Face à ce constat, les députés ont affiché des attitudes différentes. Jean-René Cazeneuve (La République en marche), le rapporteur général du projet de loi, a insisté sur l'importance de ne "pas opposer Convention citoyenne et Parlement". Et plusieurs rapporteurs ont questionné les représentants de la CCC sur l'impact social de leurs propositions, certes ambitieuses, mais qui pourraient ne pas susciter l'adhésion des Français ou des collectivités territoriales.

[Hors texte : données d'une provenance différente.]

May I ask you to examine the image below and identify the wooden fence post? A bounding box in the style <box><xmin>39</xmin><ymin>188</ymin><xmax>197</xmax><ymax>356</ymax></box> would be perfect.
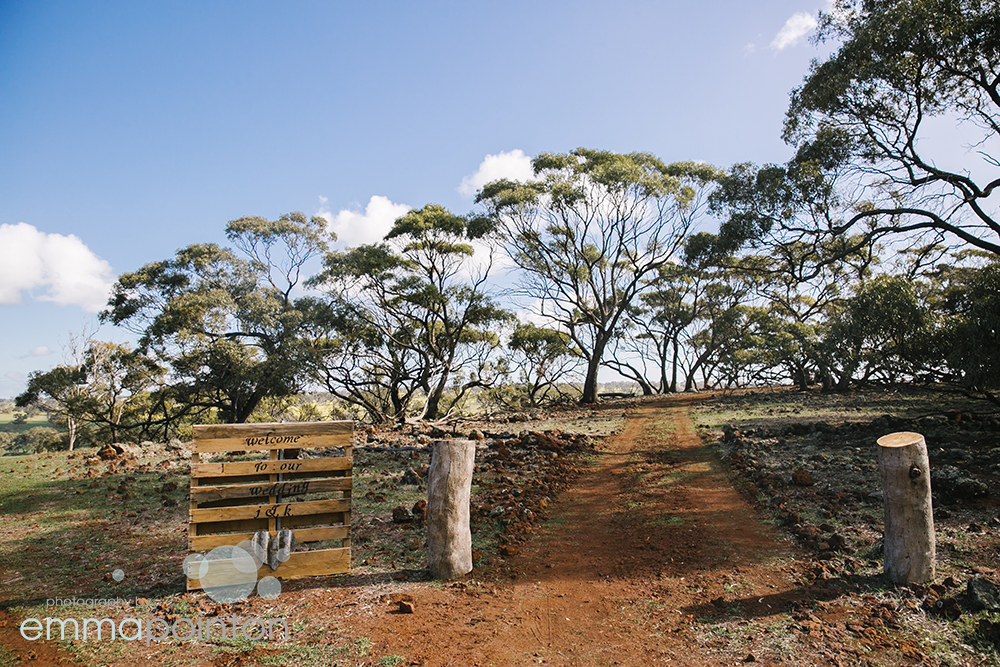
<box><xmin>877</xmin><ymin>431</ymin><xmax>935</xmax><ymax>585</ymax></box>
<box><xmin>427</xmin><ymin>439</ymin><xmax>475</xmax><ymax>579</ymax></box>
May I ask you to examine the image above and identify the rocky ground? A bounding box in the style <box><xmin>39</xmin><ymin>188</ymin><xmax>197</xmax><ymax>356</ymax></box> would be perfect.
<box><xmin>697</xmin><ymin>386</ymin><xmax>1000</xmax><ymax>660</ymax></box>
<box><xmin>3</xmin><ymin>386</ymin><xmax>1000</xmax><ymax>666</ymax></box>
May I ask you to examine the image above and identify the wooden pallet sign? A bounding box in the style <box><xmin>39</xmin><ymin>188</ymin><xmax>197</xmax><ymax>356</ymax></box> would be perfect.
<box><xmin>187</xmin><ymin>421</ymin><xmax>353</xmax><ymax>591</ymax></box>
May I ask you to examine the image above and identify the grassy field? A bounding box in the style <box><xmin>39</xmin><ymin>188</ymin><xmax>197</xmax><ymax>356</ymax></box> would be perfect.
<box><xmin>0</xmin><ymin>411</ymin><xmax>56</xmax><ymax>435</ymax></box>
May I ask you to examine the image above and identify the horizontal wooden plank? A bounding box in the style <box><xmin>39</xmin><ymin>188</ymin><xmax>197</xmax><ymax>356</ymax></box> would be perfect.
<box><xmin>191</xmin><ymin>477</ymin><xmax>352</xmax><ymax>502</ymax></box>
<box><xmin>186</xmin><ymin>547</ymin><xmax>350</xmax><ymax>590</ymax></box>
<box><xmin>193</xmin><ymin>421</ymin><xmax>353</xmax><ymax>453</ymax></box>
<box><xmin>194</xmin><ymin>496</ymin><xmax>262</xmax><ymax>510</ymax></box>
<box><xmin>191</xmin><ymin>498</ymin><xmax>350</xmax><ymax>524</ymax></box>
<box><xmin>191</xmin><ymin>457</ymin><xmax>351</xmax><ymax>478</ymax></box>
<box><xmin>194</xmin><ymin>512</ymin><xmax>347</xmax><ymax>535</ymax></box>
<box><xmin>189</xmin><ymin>525</ymin><xmax>350</xmax><ymax>551</ymax></box>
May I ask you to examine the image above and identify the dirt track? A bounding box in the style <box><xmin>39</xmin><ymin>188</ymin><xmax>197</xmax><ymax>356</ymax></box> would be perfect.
<box><xmin>352</xmin><ymin>396</ymin><xmax>820</xmax><ymax>666</ymax></box>
<box><xmin>3</xmin><ymin>395</ymin><xmax>926</xmax><ymax>666</ymax></box>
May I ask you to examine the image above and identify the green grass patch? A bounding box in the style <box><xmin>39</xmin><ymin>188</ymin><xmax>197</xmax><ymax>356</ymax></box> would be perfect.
<box><xmin>0</xmin><ymin>645</ymin><xmax>19</xmax><ymax>667</ymax></box>
<box><xmin>0</xmin><ymin>412</ymin><xmax>55</xmax><ymax>434</ymax></box>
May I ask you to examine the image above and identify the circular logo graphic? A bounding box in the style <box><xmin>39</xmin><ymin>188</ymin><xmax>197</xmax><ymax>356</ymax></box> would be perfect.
<box><xmin>184</xmin><ymin>544</ymin><xmax>283</xmax><ymax>603</ymax></box>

Ce constat a aussi été dressé dans l'opposition. S'il s'est félicité que la Convention ait permis de "faire émerger des propositions" portées de longue date, André Chassaigne (Parti communiste français) a estimé que "certaines propositions sont en décalage avec la vision sociale" et ne prenaient pas suffisamment en compte leur impact en territoire rural. "Aujourd'hui, on ne peut plus construire une maison en milieu rural à cause des contraintes pesant sur l'artificialisation des sols", a-t-il regretté.

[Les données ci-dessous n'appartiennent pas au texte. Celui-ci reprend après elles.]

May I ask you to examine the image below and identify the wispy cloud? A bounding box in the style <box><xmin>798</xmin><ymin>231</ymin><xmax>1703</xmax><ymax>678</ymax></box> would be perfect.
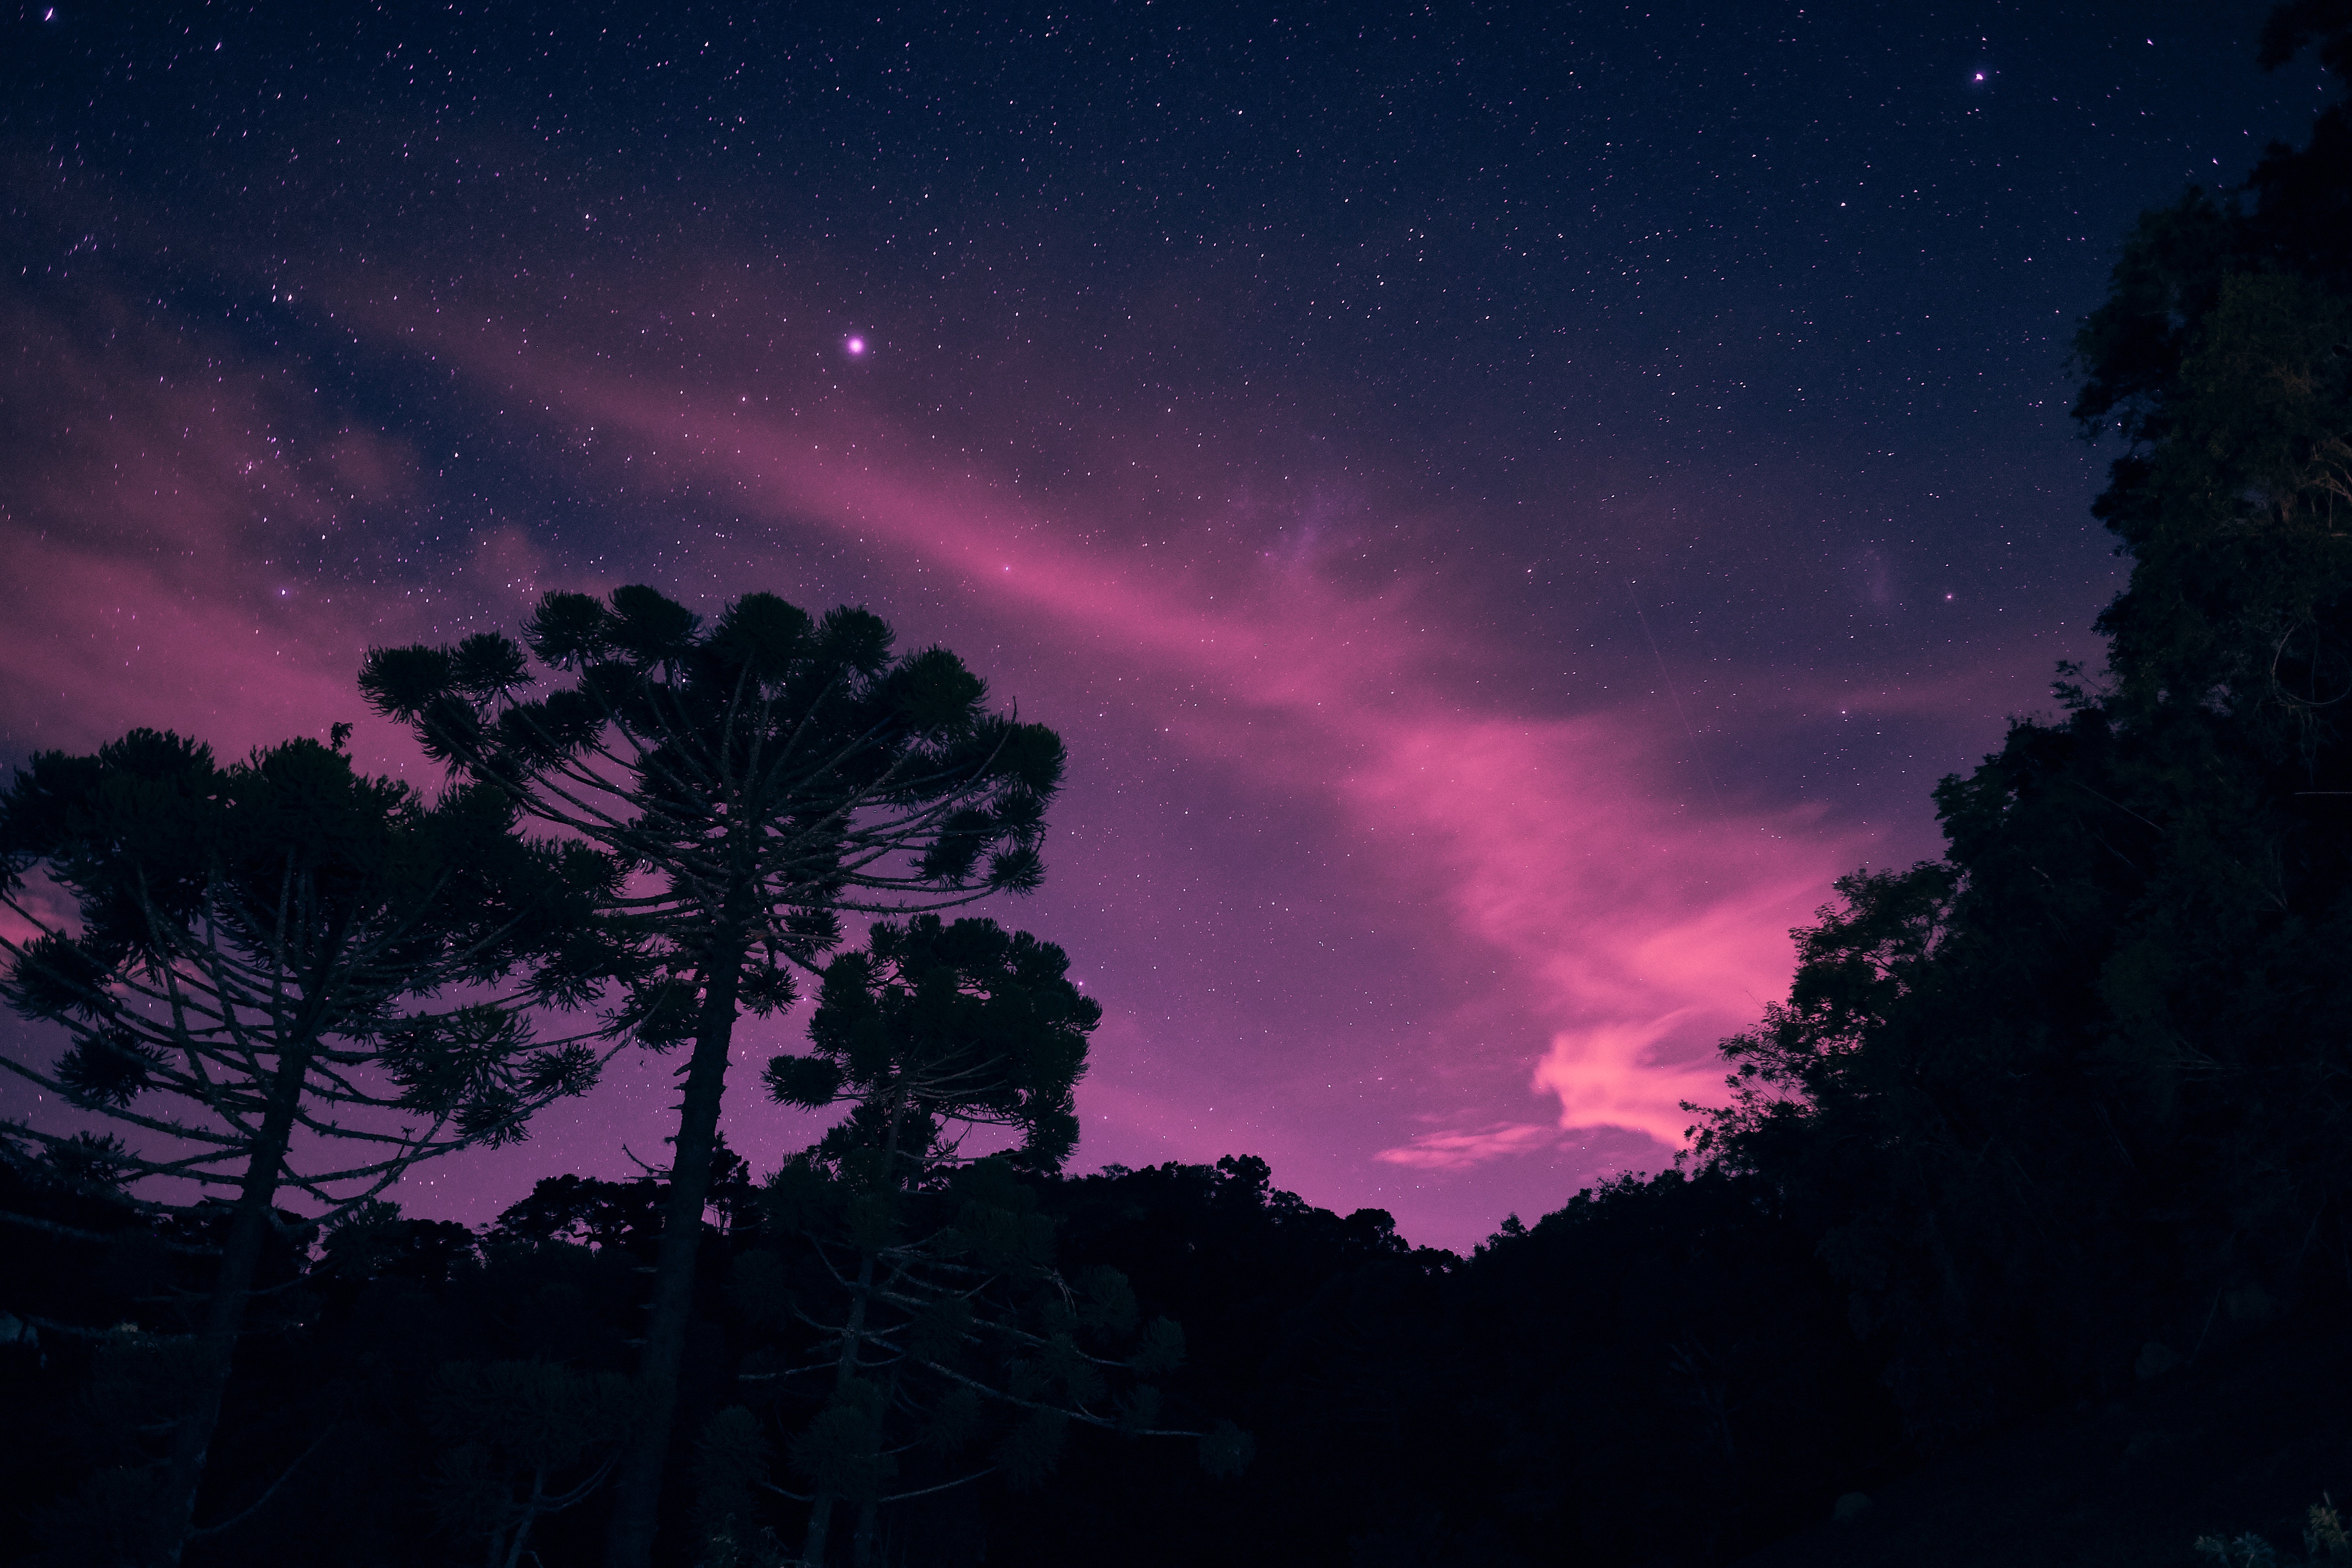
<box><xmin>1375</xmin><ymin>1122</ymin><xmax>1564</xmax><ymax>1170</ymax></box>
<box><xmin>0</xmin><ymin>252</ymin><xmax>1906</xmax><ymax>1245</ymax></box>
<box><xmin>393</xmin><ymin>303</ymin><xmax>1862</xmax><ymax>1154</ymax></box>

Mathilde Panot (La France insoumise) a pour sa part ironisé à propos de l'écart entre les promesses présidentielles et le sort des propositions de la Convention : "Il paraît que vos propositions devaient être récupérées sans filtre."

Un dilemme

C'est finalement Jean-Marie Sermier (Les Républicains) qui a pointé le caractère transitionnel dans lequel se plaçait cette audition. "Nous nous trouvons devant un dilemme : si nous reprenons textuellement vos propositions, nous nions un peu le rôle des parlementaires ; ou alors, nous prenons votre travail comme une base".

Jean-Pierre Cabrol, qui appartenait au groupe "Se loger", s'est fait philosophe sur l'écart constaté entre les propositions des citoyens de la Convention et le texte : "Ce n'est pas tout à fait ce qu'on proposait, mais ce qui importe, ce n'est pas tant que le projet de loi soit fidèle à nos propositions, mais bien que nos objectifs soient atteints". Or, a-t-il estimé, "si on veut atteindre une baisse de 40 % des émissions de gaz à effet de serre, il faut réduire de plus de 7,5 % nos émissions jusqu'en 2030. Quand on se félicite de la baisse de 1,7 % en 2019, malheureusement, on n'est pas dans les clous."